Pimpinan Ponpes Padang Ati Pekalongan Jadi Tersangka Pencabulan Santriwati
AKF, pengasuh Pondok Pesantren Padepokan Padang Ati di Pekalongan, resmi ditetapkan tersangka dan ditahan sejak Kamis dini hari. Ia membantah tuduhan pencabulan terhadap enam santriwatinya meski dijerat Pasal TPKS.
AKF, pengasuh Pondok Pesantren Padepokan Padang Ati di Desa Simbang Kulon, Kecamatan Buaran, Kabupaten Pekalongan, ditetapkan sebagai tersangka dugaan pencabulan santriwati. Penetapan dan penahanan dilakukan pada Kamis (28/5/2026) dini hari di Polres Pekalongan Kota setelah pemeriksaan sejak Rabu (27/5/2026). Langkah ini diambil karena penyidik telah mengantongi sedikitnya dua alat bukti sah dan melakukan gelar perkara. Kasus ini mencuat setelah enam santriwati melapor sebagai korban.
Kasat Reskrim Polres Pekalongan Kota AKP Setiyanto menyatakan penetapan tersangka didasarkan pemeriksaan saksi korban, saksi ahli, serta barang bukti pendukung. Alat bukti yang dikantongi antara lain keterangan saksi-saksi, keterangan ahli, dan pakaian korban yang dipakai saat peristiwa. AKP Setiyanto menegaskan tersangka dijerat Pasal 6 huruf c Undang-Undang Nomor 12 Tahun 2022 tentang Tindak Pidana Kekerasan Seksual. Polisi masih membuka kemungkinan adanya korban lain yang belum melapor.
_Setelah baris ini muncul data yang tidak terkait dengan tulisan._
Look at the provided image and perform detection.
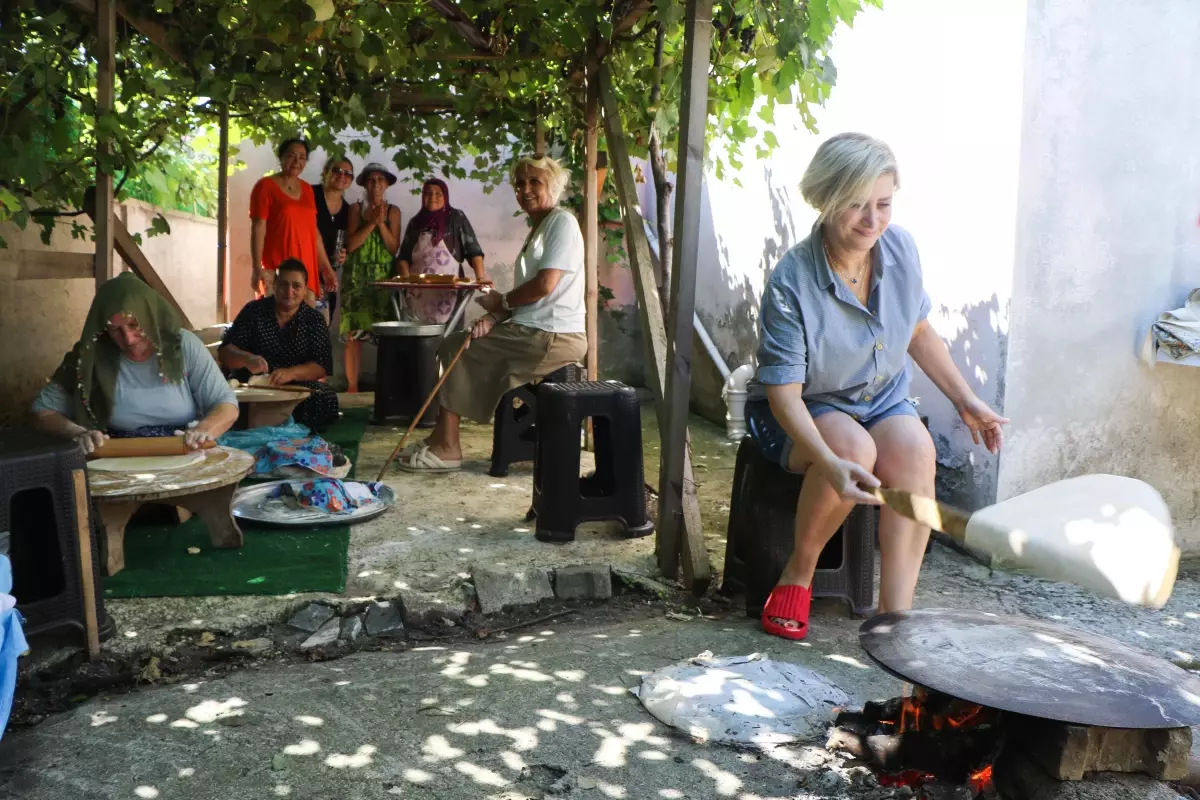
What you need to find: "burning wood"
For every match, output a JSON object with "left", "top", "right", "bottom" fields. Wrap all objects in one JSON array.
[{"left": 826, "top": 687, "right": 1001, "bottom": 796}]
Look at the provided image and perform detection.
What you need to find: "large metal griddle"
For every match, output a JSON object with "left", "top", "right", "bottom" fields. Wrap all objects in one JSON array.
[{"left": 858, "top": 608, "right": 1200, "bottom": 728}]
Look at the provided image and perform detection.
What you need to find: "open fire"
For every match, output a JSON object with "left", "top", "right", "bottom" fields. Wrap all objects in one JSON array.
[
  {"left": 826, "top": 686, "right": 1192, "bottom": 800},
  {"left": 827, "top": 686, "right": 1000, "bottom": 798}
]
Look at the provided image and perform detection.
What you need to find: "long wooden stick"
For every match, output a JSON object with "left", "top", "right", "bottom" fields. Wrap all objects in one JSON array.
[
  {"left": 376, "top": 330, "right": 470, "bottom": 481},
  {"left": 71, "top": 469, "right": 100, "bottom": 660}
]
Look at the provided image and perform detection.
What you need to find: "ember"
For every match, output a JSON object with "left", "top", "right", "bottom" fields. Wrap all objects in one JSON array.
[
  {"left": 827, "top": 686, "right": 1000, "bottom": 798},
  {"left": 880, "top": 686, "right": 996, "bottom": 733},
  {"left": 967, "top": 764, "right": 991, "bottom": 794}
]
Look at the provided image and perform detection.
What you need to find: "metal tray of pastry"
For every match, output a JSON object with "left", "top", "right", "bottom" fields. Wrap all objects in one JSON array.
[{"left": 226, "top": 479, "right": 396, "bottom": 528}]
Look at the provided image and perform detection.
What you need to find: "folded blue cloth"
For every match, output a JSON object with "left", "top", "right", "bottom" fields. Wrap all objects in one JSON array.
[
  {"left": 217, "top": 425, "right": 312, "bottom": 453},
  {"left": 0, "top": 555, "right": 29, "bottom": 739},
  {"left": 275, "top": 477, "right": 383, "bottom": 513}
]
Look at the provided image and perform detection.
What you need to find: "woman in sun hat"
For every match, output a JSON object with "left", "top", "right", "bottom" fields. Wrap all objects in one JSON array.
[{"left": 338, "top": 162, "right": 400, "bottom": 393}]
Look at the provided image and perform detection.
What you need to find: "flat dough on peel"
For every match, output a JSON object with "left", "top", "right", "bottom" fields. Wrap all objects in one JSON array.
[{"left": 88, "top": 450, "right": 205, "bottom": 473}]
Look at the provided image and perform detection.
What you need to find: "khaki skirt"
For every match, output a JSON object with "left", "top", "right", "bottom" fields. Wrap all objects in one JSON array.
[{"left": 439, "top": 323, "right": 588, "bottom": 422}]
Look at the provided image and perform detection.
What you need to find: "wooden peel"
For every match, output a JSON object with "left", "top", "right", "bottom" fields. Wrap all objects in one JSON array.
[
  {"left": 864, "top": 475, "right": 1181, "bottom": 608},
  {"left": 88, "top": 437, "right": 217, "bottom": 459},
  {"left": 376, "top": 331, "right": 470, "bottom": 481}
]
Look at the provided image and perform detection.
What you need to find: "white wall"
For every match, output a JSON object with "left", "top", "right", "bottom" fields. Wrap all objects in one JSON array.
[
  {"left": 697, "top": 0, "right": 1025, "bottom": 505},
  {"left": 1000, "top": 0, "right": 1200, "bottom": 552}
]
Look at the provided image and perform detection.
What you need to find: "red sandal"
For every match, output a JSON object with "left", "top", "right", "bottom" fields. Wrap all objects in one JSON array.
[{"left": 762, "top": 584, "right": 812, "bottom": 642}]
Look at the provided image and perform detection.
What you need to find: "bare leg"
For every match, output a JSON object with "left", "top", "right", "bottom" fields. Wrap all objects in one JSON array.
[
  {"left": 871, "top": 416, "right": 937, "bottom": 612},
  {"left": 774, "top": 411, "right": 875, "bottom": 627},
  {"left": 343, "top": 339, "right": 362, "bottom": 395},
  {"left": 425, "top": 405, "right": 462, "bottom": 461},
  {"left": 175, "top": 483, "right": 242, "bottom": 548},
  {"left": 96, "top": 501, "right": 142, "bottom": 575}
]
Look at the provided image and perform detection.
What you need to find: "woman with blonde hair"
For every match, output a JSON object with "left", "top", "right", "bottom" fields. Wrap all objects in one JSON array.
[
  {"left": 312, "top": 154, "right": 354, "bottom": 319},
  {"left": 400, "top": 156, "right": 588, "bottom": 473},
  {"left": 746, "top": 133, "right": 1008, "bottom": 639}
]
Tim penasihat hukum tersangka yang dipimpin Arif NS menyatakan kliennya membantah seluruh tuduhan. Selama pemeriksaan yang berlangsung sejak Rabu siang hingga dini hari, AKF menerima sebanyak 52 pertanyaan dari penyidik. Arif menegaskan seluruh jawaban kliennya menolak tuduhan tersebut dan menyatakan tidak benar. Meski demikian, penyidik tetap menetapkan AKF sebagai tersangka dan langsung melakukan penahanan.
Pemeriksaan dilakukan secara intensif di Polres Pekalongan Kota sebelum akhirnya gelar perkara digelar. Enam santriwati telah resmi memberikan keterangan sebagai saksi korban dalam kasus ini. Kuasa hukum memastikan akan mengikuti seluruh proses hukum yang berjalan. Penyidik terus mendalami kemungkinan adanya korban tambahan.